$\lfloor (n+m)/2\rfloor\ = \lfloor m/2\rfloor\ + \lceil n/2 \rceil $
I thought it was 4, but I am not sure
n greater than 1 and greater than 2
m greater than 1 and greater than 2
trying to do a proof by case
$\lfloor (n+m)/2\rfloor\ = \lfloor m/2\rfloor\ + \lceil n/2 \rceil $
I thought it was 4, but I am not sure
n greater than 1 and greater than 2
m greater than 1 and greater than 2
trying to do a proof by case
I’m going to assume that you omitted a necessary pair of parentheses, and that you really meant
$\left\lfloor\frac{m+n}2\right\rfloor=\left\lfloor\frac{m}2\right\rfloor+\left\lceil\frac{n}2\right\rceil\;,\tag{1}$
where $m$ and $n$ are integers.

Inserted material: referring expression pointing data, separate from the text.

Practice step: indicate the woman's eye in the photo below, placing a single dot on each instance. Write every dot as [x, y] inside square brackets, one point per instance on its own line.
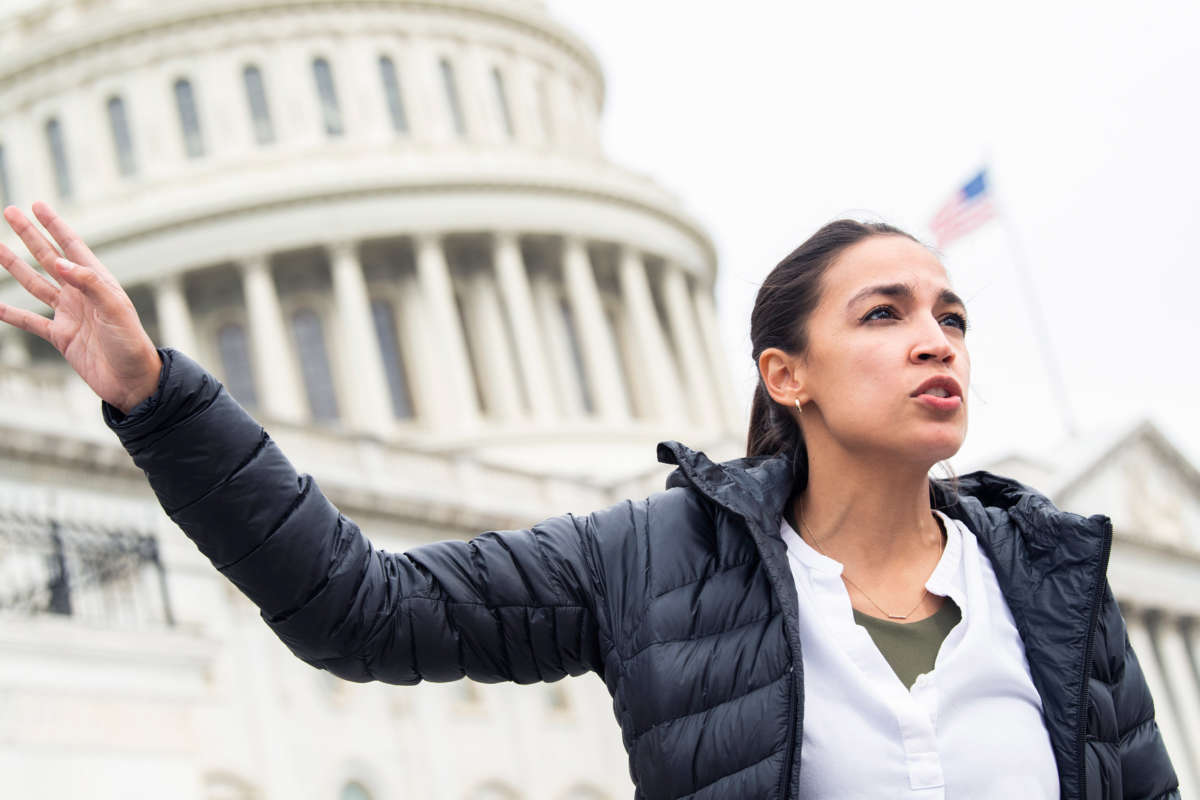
[880, 312]
[955, 320]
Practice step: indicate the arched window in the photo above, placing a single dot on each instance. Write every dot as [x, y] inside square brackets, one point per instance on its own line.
[354, 791]
[329, 109]
[451, 89]
[502, 101]
[391, 91]
[384, 318]
[233, 348]
[121, 139]
[318, 379]
[189, 119]
[256, 96]
[59, 156]
[5, 190]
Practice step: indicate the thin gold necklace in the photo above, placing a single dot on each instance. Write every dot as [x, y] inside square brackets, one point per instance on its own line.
[858, 587]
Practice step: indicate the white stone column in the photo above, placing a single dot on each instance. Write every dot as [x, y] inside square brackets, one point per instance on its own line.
[1164, 714]
[568, 398]
[658, 380]
[592, 326]
[689, 344]
[174, 318]
[733, 417]
[1179, 673]
[490, 342]
[369, 401]
[529, 343]
[454, 388]
[280, 391]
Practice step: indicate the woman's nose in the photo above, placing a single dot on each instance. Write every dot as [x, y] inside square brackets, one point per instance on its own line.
[933, 346]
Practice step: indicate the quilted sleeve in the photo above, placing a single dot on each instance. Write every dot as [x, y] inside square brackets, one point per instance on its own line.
[515, 606]
[1146, 770]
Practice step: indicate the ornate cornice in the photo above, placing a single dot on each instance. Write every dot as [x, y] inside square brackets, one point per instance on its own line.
[55, 49]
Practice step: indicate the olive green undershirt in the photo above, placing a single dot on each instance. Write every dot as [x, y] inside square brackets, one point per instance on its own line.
[911, 648]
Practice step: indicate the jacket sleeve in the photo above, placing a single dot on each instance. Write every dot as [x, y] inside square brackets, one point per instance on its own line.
[1146, 771]
[521, 606]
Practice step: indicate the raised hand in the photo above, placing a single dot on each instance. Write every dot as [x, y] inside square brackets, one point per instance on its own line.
[95, 325]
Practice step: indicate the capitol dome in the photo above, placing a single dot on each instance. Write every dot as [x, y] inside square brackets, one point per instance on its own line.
[387, 218]
[389, 228]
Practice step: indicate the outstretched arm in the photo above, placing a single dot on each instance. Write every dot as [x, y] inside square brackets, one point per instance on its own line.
[520, 606]
[94, 324]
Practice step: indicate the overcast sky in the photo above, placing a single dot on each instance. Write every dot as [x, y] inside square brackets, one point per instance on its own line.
[769, 119]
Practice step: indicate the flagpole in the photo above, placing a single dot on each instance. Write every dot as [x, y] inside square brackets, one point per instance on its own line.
[1041, 329]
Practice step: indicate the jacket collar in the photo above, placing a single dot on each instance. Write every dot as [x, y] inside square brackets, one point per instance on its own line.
[1050, 566]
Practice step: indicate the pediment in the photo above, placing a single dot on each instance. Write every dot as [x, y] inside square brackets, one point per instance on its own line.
[1144, 483]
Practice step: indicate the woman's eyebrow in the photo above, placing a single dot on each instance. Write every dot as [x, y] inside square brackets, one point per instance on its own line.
[905, 292]
[951, 299]
[886, 289]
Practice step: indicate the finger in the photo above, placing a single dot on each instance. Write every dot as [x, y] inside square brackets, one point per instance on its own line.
[25, 320]
[73, 247]
[29, 277]
[93, 284]
[39, 246]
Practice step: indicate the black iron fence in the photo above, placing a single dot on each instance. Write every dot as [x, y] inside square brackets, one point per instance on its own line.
[88, 571]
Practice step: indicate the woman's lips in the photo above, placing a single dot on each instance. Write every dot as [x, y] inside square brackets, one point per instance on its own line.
[940, 403]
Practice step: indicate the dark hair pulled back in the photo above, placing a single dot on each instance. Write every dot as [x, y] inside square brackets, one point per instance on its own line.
[786, 299]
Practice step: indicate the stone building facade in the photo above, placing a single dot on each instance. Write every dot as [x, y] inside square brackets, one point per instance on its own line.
[389, 228]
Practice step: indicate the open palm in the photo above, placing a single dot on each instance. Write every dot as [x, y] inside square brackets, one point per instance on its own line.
[95, 325]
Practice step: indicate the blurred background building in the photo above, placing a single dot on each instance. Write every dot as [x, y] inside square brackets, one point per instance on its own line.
[390, 229]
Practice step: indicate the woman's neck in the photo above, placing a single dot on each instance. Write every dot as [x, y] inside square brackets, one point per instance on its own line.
[870, 513]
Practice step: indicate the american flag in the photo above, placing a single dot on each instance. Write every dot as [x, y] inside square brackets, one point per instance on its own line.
[966, 210]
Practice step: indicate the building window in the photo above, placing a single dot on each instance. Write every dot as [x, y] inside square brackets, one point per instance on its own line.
[391, 91]
[354, 791]
[233, 348]
[59, 156]
[384, 318]
[576, 350]
[329, 109]
[5, 190]
[451, 88]
[502, 101]
[259, 113]
[121, 140]
[318, 379]
[189, 120]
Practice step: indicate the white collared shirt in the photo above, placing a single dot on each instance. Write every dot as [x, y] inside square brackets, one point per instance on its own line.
[970, 728]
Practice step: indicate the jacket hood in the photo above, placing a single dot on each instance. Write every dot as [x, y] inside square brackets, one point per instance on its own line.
[757, 488]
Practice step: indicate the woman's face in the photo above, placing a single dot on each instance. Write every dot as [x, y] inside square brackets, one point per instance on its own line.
[887, 366]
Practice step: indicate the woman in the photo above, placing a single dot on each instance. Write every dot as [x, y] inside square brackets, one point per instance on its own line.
[762, 624]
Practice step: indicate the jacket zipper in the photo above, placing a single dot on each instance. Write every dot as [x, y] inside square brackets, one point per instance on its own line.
[785, 782]
[1097, 599]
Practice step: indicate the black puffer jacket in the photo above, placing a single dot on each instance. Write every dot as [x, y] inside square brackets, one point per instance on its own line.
[682, 602]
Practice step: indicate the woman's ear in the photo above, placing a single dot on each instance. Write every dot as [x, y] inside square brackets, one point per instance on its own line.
[783, 374]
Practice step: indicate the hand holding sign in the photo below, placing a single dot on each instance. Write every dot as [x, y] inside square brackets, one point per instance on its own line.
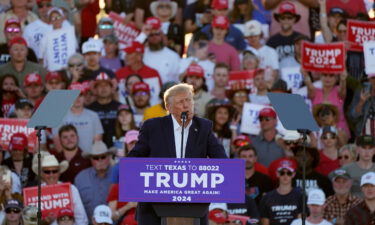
[323, 58]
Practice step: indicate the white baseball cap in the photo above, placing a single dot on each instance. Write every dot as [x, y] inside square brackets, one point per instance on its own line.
[316, 197]
[368, 178]
[91, 46]
[103, 214]
[252, 28]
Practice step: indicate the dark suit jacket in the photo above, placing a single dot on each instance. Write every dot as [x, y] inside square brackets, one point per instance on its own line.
[156, 139]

You do want four cases to investigate this.
If $m$ and $n$ are both even, say $m=2a$ and $n=2b$, both sides of $(1)$ reduce to $a+b$.
If $m$ is even and $n$ is odd, say $m=2a$ and $n=2b+1$, the left side of $(1)$ reduces to $a+b$, but the right side reduces to $a+b+1$.
If $m$ is odd and $n$ is even, say $m=2a+1$ and $n=2b$, both sides of $(1)$ reduce to $a+b$.
If $m$ and $n$ are both odd, say $m=2a+1$ and $n=2b+1$, both sides of $(1)$ reduce to $a+b+1$.
Thus, $(1)$ is true unless $m$ is even and $n$ is odd.
If $m$ and $n$ are not required to be integers, $(1)$ can fail even more easily. For instance, if $m=n=\frac12$, the lefthand side of $(1)$ is $0$, while the righthand side is $0+1=1$.